In Unicode, katakana and hiragana are primarily used as normal, full-width characters ; a separate block, the Halfwidth and Fullwidth Forms block is used to store variant characters, including half-width kana and full-width Latin characters.
Thus, the katakana in JIS X 0201 and the corresponding part of derived encodings are displayed as half-width, while in Unicode half-width forms are specified separately.

Half-width table

"J" indicates the first four bits in JIS X 0201 and in other sets such as Shift JIS, "U" indicates the row in Unicode in the Halfwidth and Fullwidth Forms block.
JU0123456789ABCDEF
AFF6
BFF7ソ
CFF8
DFF9

Please note that the blank first cell represents a non-existent character in JIS, A0; but a fullwidth double parenthesis ⦆ in Unicode, U+FF60.

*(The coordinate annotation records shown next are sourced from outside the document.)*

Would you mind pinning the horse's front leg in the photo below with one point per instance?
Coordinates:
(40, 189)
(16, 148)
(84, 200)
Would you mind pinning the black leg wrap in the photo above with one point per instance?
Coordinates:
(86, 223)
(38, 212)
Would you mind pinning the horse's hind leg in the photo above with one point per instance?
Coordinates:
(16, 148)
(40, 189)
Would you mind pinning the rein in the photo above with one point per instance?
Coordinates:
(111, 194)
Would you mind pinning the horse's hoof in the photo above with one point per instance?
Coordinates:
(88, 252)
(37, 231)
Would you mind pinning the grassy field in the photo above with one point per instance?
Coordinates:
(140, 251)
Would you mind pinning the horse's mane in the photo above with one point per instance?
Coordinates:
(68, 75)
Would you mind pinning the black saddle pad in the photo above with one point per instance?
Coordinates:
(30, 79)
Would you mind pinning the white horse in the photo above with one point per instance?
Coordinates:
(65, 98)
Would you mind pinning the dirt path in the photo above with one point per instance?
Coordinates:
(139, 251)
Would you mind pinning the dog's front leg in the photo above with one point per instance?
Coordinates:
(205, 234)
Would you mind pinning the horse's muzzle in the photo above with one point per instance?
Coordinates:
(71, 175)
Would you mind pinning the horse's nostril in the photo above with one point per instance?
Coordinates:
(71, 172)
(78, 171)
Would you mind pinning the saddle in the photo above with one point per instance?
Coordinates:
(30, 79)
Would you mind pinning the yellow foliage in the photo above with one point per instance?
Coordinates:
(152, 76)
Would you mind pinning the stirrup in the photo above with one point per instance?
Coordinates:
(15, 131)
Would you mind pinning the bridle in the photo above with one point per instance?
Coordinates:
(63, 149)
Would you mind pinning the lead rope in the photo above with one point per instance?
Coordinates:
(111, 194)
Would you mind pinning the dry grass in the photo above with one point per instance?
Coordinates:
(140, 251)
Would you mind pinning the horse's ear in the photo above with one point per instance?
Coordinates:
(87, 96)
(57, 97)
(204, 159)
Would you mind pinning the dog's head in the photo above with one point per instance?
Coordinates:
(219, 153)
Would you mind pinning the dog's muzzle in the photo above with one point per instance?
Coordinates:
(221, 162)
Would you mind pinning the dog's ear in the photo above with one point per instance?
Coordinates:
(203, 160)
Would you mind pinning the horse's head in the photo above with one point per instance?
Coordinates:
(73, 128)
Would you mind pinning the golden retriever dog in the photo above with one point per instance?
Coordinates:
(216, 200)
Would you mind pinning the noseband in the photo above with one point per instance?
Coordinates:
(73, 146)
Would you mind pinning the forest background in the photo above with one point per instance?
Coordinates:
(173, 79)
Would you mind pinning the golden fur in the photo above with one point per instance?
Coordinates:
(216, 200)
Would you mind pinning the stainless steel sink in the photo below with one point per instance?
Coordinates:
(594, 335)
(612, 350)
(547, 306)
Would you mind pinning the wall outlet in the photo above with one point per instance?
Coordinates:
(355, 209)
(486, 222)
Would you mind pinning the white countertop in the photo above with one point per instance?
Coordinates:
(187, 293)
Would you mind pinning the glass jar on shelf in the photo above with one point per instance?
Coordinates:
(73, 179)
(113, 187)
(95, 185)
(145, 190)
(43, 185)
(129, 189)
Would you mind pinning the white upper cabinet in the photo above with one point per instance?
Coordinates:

Half-width kana on the Internet

E-mail

Since the SMTP and NNTP protocols were formerly only able to transmit 7-bits, it was then the convention to use ISO-2022-JP for sending e-mail in Japanese.
Half-width kana is not contained in ISO-2022-JP: it includes the Roman set of JIS X 0201, and all of JIS X 0208, but not the katakana set of JIS X 0201. Both sets of JIS X 0201 have ISO 2022 codes, but the ISO-2022-JP profile only includes the Roman set: this means that the format for including half-width katakana in ISO-2022-JP is both well-defined and a violation of the ISO-2022-JP format. For this reason, if half-width kana were accidentally included in a message, it could become garbled during transmission. The WHATWG encoding standard used by HTML5 permits decoding, but not encoding, of JIS X 0201 katakana in ISO-2022-JP as an extension to the format, and converts half-width katakana to their JIS X 0208 equivalents upon encoding.
This is no longer such a problem since most e-mail servers today use ESMTP, and hence 8-bit characters are acceptable. Alternatively, an encoding system such as Base64 can be used and specified in the message using MIME.

Web pages

The problem that exists in e-mail does not exist with Web pages since HTTP accepts 8-bit characters.
However, one problem that does exist is that computer programs have difficulties determining whether to treat a character as Shift JIS, EUC-JP, or UTF-8 – hence character code information should be specified with a HTTP response header or a Meta tag.

Confusion

Strictly speaking, JIS X 0201 encoding as "half-width katakana" is incorrect, as the standard does not define character widths – it defines only the code representation of katakana characters. In the JIS X 0201 standard, katakana characters are printed in normal width, not half-width.
Half-width characters were only used for display during the period when characters were displayed at half-width, before full-width character displays became widespread. However, in the Shift JIS standard, which combines the JIS X 0201 standard and the JIS X 0208 standard, katakana and Latin characters are encoded twice, both in JIS X 0201 and JIS 0208, but displayed as half-width or full-width according to which section they are in – thus the 0201 katakana block can be thought of as corresponding to "half-width kana", and the misunderstanding that the 0201 standard defines "half-width" characters is widespread.
Further, though JIS X 0201 is a single-byte encoding and JIS X 0208 is a double-byte encoding, there is no connection between number of bytes and width – for example, Unicode can be encoded with four bytes to display both full-width and single-width characters.

In popular culture

The half-width kana characters appear to the public in the Matrix trilogy, directed by the Wachowskis. The 'falling code' of the three films is composed of half-width kana characters and Latin numerals.